Des experts congolais et rwandais, réunis depuis le lundi 04 août 2014 à Goma, devraient boucler ce jeudi 07 août les travaux consacrés à la revisitation du tracé de la frontière commune entre la République Démocratique du Congo et le Rwanda. Il serait question, indique-t-on, de situer avec précision les bornes frontalières, telles que positionnées par les colonisateurs belge et allemand depuis l’année 1911.

         Rapports techniques et cartes géographiques datant du début du dernier siècle ainsi qu’appareils GPRS sont mis à contribution pour, soutient-on, faciliter les échanges entre les parties congolaises et rwandaises. On laisse entendre que les conclusions à dégager par la bipartite de Goma pourraient être soumises à une grande Commission mixte chargée de les toiletter en vue de les soumettre aux décideurs politiques.

         Selon certaines sources, l’objectif poursuivi par Kinshasa et Kigali est de réhabiliter les 32 bornes frontalières initiales, dont seulement 5 étaient identifiables lors d’une évaluation antérieure faite en 2009. L’initiative viserait à mettre un terme aux incidents frontaliers entre la RDC et le Rwanda, suite à leur différence d’approche de la délimitation de leur frontière commune. Le dernier en date survenu au mois de juin, rappelle-t-on, a consisté en affrontement à l’arme lourde entre militaires congolais et rwandais au village de Kamyeshja, dans le territoire de Nyiragongo, en terres congolaises selon les autorités de Kinshasa, en territoire rwandais, selon leurs homologues de Kigali.

Vers une Conférence de Berlin II ?

         Les Congolais s’interrogent au sujet du bien-fondé d’une rencontre qui s’apparente à une Conférence de Berlin II, destinée à redéfinir les limites frontalières entre la RDC et le Rwanda, alors que celles-ci sont réputées intangibles depuis 1885. En acceptant de se mettre à la même table que les autorités de Kigali, en vue de débattre de la configuration de la frontière commune, les décideurs congolais ne sont-ils par en train de donner une dangereuse caution à la thèse largement partagée en Ouganda, au Rwanda et au Burundi, et fondée sur l’impérieuse nécessité d’organisation d’une Conférence de Berlin II en vue de redéfinir le tracé de la frontière séparant les quatre voisins des Grands Lacs ?

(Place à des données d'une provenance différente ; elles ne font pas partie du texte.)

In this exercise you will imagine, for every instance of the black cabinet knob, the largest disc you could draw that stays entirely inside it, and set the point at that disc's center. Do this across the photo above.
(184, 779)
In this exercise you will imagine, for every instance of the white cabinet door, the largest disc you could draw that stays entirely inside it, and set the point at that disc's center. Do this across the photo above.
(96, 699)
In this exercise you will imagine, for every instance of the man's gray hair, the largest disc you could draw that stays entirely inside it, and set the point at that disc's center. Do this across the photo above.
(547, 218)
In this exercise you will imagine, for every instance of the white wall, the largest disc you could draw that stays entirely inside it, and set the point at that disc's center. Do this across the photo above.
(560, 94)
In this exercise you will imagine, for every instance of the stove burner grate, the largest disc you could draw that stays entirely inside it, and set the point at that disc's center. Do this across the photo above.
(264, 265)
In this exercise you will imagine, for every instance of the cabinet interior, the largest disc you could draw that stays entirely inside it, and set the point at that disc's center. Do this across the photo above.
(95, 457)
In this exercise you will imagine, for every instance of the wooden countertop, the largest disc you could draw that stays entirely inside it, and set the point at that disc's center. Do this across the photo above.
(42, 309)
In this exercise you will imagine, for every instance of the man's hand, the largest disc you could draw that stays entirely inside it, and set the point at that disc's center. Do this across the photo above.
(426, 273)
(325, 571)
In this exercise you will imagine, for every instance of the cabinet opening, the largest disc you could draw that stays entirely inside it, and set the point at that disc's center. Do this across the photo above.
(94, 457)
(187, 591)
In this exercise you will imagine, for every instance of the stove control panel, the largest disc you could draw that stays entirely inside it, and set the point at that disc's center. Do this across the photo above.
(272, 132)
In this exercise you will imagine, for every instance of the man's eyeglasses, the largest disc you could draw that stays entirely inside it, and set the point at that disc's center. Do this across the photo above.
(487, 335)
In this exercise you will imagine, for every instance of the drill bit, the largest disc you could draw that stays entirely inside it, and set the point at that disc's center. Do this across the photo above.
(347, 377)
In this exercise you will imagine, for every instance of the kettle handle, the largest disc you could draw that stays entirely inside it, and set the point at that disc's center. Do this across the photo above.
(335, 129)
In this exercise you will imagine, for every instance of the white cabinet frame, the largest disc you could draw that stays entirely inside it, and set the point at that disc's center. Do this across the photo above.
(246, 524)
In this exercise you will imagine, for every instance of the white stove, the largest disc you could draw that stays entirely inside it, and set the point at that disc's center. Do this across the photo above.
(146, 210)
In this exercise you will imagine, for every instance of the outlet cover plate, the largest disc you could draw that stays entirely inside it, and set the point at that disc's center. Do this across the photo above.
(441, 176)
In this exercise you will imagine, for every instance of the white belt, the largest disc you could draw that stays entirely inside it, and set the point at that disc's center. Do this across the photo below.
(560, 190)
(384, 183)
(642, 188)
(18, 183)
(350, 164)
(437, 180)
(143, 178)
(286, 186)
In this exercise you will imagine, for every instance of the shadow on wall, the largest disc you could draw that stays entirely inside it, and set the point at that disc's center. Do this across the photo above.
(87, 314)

L’on a beau dire que tel ne serait pas le cas mais en analysant le problème sur le plan du fond, le résultat recherché par les maîtres de Kigali ne serait autre que de remettre en cause la frontière commune héritée de la Conférence de Berlin. On sait que Kampala, Kigali et Bujumbura ont toujours manifesté des velléités de reconquête des portions du territoire congolais que les trois capitales estiment avoir été « spoliées » par Kinshasa, après la défaite militaire allemande face aux alliés belges, français et britanniques, au terme de la Guerre Mondiale de 1914 à 1918.

         Le sentiment que risque de laisser la bipartite de Goma est qu’il se poserait réellement un problème de bornes frontalières entre la République Démocratique du Congo et le Rwanda. La démarche consistant à réhabiliter 27 bornes sur les 32 originelles est fort risquée pour Kinshasa, dans la mesure où la réimplantation de chaque borne pourrait donner lieu à une modification de la frontière commune, pour peu que Kigali exprimerait une revendication dans ce sens. La disparition d’un nombre aussi important de bornes fait penser à une stratégie planifiée par la partie rwandaise pour grignoter plusieurs kilomètres carrés du territoire congolais.

Pour une consultation nationale

         Compte tenu des enjeux territoriaux que cache le processus de révision de la frontière congolo-rwandaise, il est souhaitable qu’avant de lever toute option d’aliénation d’une partie du patrimoine foncier national, les décideurs politiques congolais puissent songer à consulter les forces vives de la Nation, notamment à travers le Parlement (Sénat et Assemblée Nationale). La sensibilité de la matière est telle qu’il serait dangereux de laisser à une poignée d’experts le soin d’embarquer l’ensemble de la communauté nationale dans une aventure aux conséquences imprévisibles, au regard des intentions séculaires du Rwanda de vouloir élargir son espace géographique en rentrant dans le « ventre » du grand Congo. L’heure doit être à la vigilance pour ne pas céder aux Rwandais, sur le plateau « diplomatique », ce qu’ils peinent à arracher militairement aux filles et fils du pays de Lumumba et de M’Zee Laurent Désiré Kabila.